The list of operas by Grétry is long but even among opera enthusiasts the majority will be as unfamiliar with all but two or three as they would have been half a century ago with the similarly long list of operas by Handel. This welcome issue will help to remedy this although there is still a very long way to go before it will be possible to form any real estimate of the musical or dramatic worth of his output.
Le Magnifique has a text by Jean-Michel Sedaine which concerns a merchant, Horace, and his servant who were captured by pirates and sold into slavery. At the start of the opera they return home, having been secretly purchased by Octave, (Le Magnifique), who is in love with Horace’s daughter, Clémentine. Her tutor, Aldobrandin, also wants to marry her and the plot concerns his various unsuccessful attempts to achieve this by trickery.
As you would expect from this composer, the music is unfailingly well made and elegant, but at times it goes much further than that. The Overture depicts a procession of captives, and the scene in which Clémentine is wooed by Octave but is forbidden from replying is very touching. The opera contains a wonderful succession of varied solos and ensembles, all delightfully written for the voices and instruments although the preponderance of high voices can lead to some monotony of texture at times. This would be likely to be of less importance in stage performance where they would be separated by spoken dialogue. Recorded dialogue can however be wearisome, and perhaps the best solution for the listener is simply to pause between the airs, savouring each before continuing with the next.
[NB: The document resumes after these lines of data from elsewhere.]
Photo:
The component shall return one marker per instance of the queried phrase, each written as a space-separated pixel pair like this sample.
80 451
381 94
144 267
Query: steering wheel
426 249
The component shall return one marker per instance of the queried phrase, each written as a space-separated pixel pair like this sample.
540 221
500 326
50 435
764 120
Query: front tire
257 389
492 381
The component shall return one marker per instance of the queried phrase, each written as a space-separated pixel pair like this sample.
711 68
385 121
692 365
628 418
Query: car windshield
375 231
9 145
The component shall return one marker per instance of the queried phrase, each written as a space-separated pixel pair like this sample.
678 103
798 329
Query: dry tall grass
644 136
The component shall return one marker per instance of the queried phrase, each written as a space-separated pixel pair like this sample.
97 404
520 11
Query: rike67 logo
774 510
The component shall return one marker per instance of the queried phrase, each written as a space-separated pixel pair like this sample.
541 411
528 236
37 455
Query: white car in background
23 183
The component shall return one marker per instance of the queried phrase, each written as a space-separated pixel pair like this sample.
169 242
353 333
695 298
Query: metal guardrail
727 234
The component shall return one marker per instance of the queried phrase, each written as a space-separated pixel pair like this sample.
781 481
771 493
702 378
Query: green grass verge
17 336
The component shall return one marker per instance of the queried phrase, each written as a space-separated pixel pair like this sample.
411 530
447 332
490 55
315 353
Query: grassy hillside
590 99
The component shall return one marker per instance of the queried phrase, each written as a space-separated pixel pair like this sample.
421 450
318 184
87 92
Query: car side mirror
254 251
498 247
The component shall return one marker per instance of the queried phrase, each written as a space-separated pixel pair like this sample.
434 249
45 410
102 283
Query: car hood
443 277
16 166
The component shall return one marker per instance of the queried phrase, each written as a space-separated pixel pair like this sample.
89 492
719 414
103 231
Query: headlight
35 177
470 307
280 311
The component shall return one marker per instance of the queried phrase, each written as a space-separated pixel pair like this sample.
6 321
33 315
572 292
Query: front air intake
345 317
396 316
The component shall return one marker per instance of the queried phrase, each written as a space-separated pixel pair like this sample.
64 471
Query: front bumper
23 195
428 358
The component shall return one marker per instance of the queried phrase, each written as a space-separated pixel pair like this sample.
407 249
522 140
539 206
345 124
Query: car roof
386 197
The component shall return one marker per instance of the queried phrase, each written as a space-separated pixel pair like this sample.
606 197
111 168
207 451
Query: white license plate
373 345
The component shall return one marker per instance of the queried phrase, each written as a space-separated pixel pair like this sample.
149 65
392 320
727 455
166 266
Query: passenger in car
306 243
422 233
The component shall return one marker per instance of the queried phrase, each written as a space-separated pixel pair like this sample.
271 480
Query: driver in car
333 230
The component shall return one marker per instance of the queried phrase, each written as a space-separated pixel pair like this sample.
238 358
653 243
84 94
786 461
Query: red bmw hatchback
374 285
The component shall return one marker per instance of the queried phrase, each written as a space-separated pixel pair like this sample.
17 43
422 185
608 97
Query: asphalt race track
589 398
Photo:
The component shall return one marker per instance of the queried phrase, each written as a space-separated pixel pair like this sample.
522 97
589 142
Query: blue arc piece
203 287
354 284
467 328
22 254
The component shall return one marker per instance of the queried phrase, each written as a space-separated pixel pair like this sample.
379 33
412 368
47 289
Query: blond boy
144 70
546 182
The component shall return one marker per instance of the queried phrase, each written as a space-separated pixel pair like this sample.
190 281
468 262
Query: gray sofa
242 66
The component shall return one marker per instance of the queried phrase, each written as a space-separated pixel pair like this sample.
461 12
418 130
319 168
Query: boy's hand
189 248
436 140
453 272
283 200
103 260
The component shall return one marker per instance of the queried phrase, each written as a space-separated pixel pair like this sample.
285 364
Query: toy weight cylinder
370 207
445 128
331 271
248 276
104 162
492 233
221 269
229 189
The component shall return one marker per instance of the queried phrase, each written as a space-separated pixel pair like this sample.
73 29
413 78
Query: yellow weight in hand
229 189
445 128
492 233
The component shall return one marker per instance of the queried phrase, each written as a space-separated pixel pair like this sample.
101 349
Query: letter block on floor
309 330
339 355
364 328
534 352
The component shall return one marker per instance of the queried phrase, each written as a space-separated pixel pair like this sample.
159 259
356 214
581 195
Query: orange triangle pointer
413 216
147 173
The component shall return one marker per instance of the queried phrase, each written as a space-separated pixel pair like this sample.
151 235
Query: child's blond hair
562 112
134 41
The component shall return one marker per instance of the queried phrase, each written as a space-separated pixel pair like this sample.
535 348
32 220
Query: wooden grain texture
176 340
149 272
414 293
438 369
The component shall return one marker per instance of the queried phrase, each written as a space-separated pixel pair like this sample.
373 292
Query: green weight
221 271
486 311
The performance is admirably stylish, with singers and orchestra all fully attuned to the French style of this period. I note that the conductor, Ryan Brown, is also responsible for preparing the edition used here but that the orchestra play from facsimiles of the original parts. Maybe their high degree of alertness is a result of the extra effort that this is likely to have involved.
Naxos have also contributed to the listener’s enjoyment by including lengthy notes on the librettist, composer and opera as well as a detailed synopsis. Admittedly there is no printed text or translation but given the very good notes and the well-filled disc it is perhaps acceptable for them to be available from their website on this occasion.
All in all this disc offers a very welcome opportunity to get to know another work by one of the great but still little known masters of eighteenth century opera.